Vor allem wird in den eigenen Rebbergen das Know-how gepflegt, um mit den rund 50 Traubenlieferanten aus der Region auf fachlicher Augenhöhe reden zu können. «Das sind meist langjährige Partnerschaften», sagt Kümin. Er und seine 20 Mitarbeiter stehen den Lieferanten beratend zur Seite. «Wir besuchen die Betriebe, besprechen vor Ort alles», erzählt der 48-Jährige.

Enger Kontakt ist förderlich, um gemeinsam den Bedürfnissen des sich stetig wandelnden Marktes zu entsprechen. Dazu braucht es Regeln. «Der Sortenspiegel wird von uns festgelegt», erklärt Kümin. Das gilt ebenso für Menge und Zuckergehalt der Trauben. Mit solchen Absprachen können die AOC-Richtlinien der Kantone und der Region Zürichsee eingehalten werden. «Wir bieten langfristige Zusammenarbeit an, die dem Traubenproduzenten eine Existenz ermöglicht», sagt Kümin. Kontinuität liege in beiderseitigem Interesse. Auch der Erntetermin verlangt nach Planung. «Es ist manchmal schwierig, den Wümmet zu koordinieren, damit nicht alle gleichzeitig ihre Trauben liefern», erklärt der Geschäftsleiter.

Welches Herz schlägt stärker: das des Winzers oder das des Weinhändlers? Kümin denkt kurz nach. Er könnte selber Winzer im Kleinen sein. «Das ist die eine Seite, bäuerlich geprägt, ein sympathisch-urchiges Metier mit bodenständigen Leuten», sagt er. Aber er ist eben auch Weinhändler mit Leib und Seele. «Wir verkaufen im grossen Stil im Aus­sen­dienst den Wein. Das ist die geschäftliche Seite des Anbieters. Und die bietet viele reizvolle Herausforderungen.»

 

Der Selbstkelterer

Bei Gusti Pünter geht vom Rebstock bis zum Abfüllen des Weins alles durch seine Hände. Der 56-jährige Stäfner ist Eigenkelterer und schätzt die Abwechslung. «Ich übe verschiedene Berufe zur selben Zeit aus, ich bin Winzer, Önologe, und von Marketing und Verkauf sollte ich auch etwas verstehen.» Diese Vielseitigkeit sei komplex und anspruchsvoll, denn «du kannst nicht überall sehr gut sein, das ist eine Herausforderung an die eigenen Ansprüche».

Pünter bewirtschaftet den Fami­lien­betrieb in vierter Generation: das Weingut mit 4 Hektar Rebland (11 Sorten für 15 Weine) plus etwas Ackerbau und Waldarbeit.
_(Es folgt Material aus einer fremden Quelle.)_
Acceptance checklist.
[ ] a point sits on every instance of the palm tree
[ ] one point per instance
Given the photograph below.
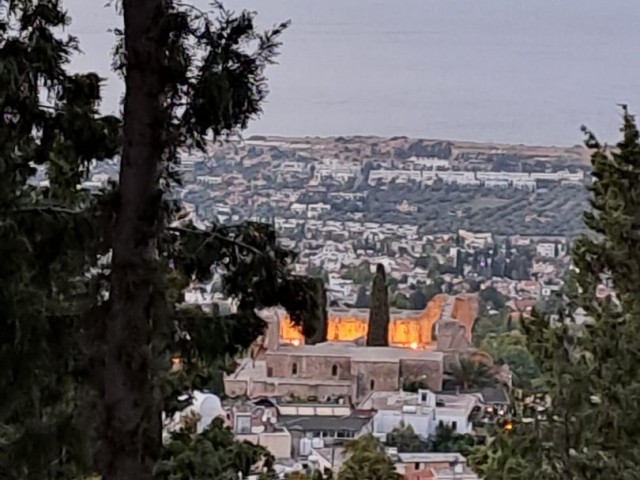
(472, 374)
Er schätzt die Unabhängigkeit, selbst entscheiden zu können, was und wie er anbaut. Man spürt, dass er gerne probiert. Er testet Hefe­arten, vergleicht die Resultate von unterschied­lichen Gärungstemperaturen. «Jede Methode wirkt sich aufs Aroma, auf Geschmack und Weinstilistik aus», sagt Pünter. Am Ende bestimme aber der Markt, was ankommt. Und dar­um stehe eine Devise über allen: «Man kann nicht jeden Trend mitmachen, man muss sich selber treu bleiben.»

Selbstkelterer zu sein habe auch Nachteile. «Zum Beispiel jetzt im Herbst», sagt Pünter. «Da muss ich überall gleichzeitig sein – im Rebberg, im Keller, Termine koordinieren, Helfer für den Wümmet organisieren, das Wetter im Auge behalten – das ist eine grosse körperliche und psychische Belastung.» Ohne viele tüchtige Helfer wäre dies nicht möglich. Und doch würde er nie mit anderen tauschen wollen. Nicht zuletzt, weil er von A bis Z für ein Produkt mit seinem Namen einstehe. Und der werde immer wichtiger. «Früher standen Wein­sorte und Lagebezeichnung an erster Stelle auf der Eti­kette», erklärt er. «Heute kommt der ­Name des Winzers zuerst.»

Gusti Pünter ist sich bewusst, dass seine Unabhängigkeit vor ­allem von der Grösse des Betriebs abhängt. 4 Hektaren seien das Minimum für Selbstkelterer. «Das ist eine Grösse, von der eine Familie gut ernährt werden kann.»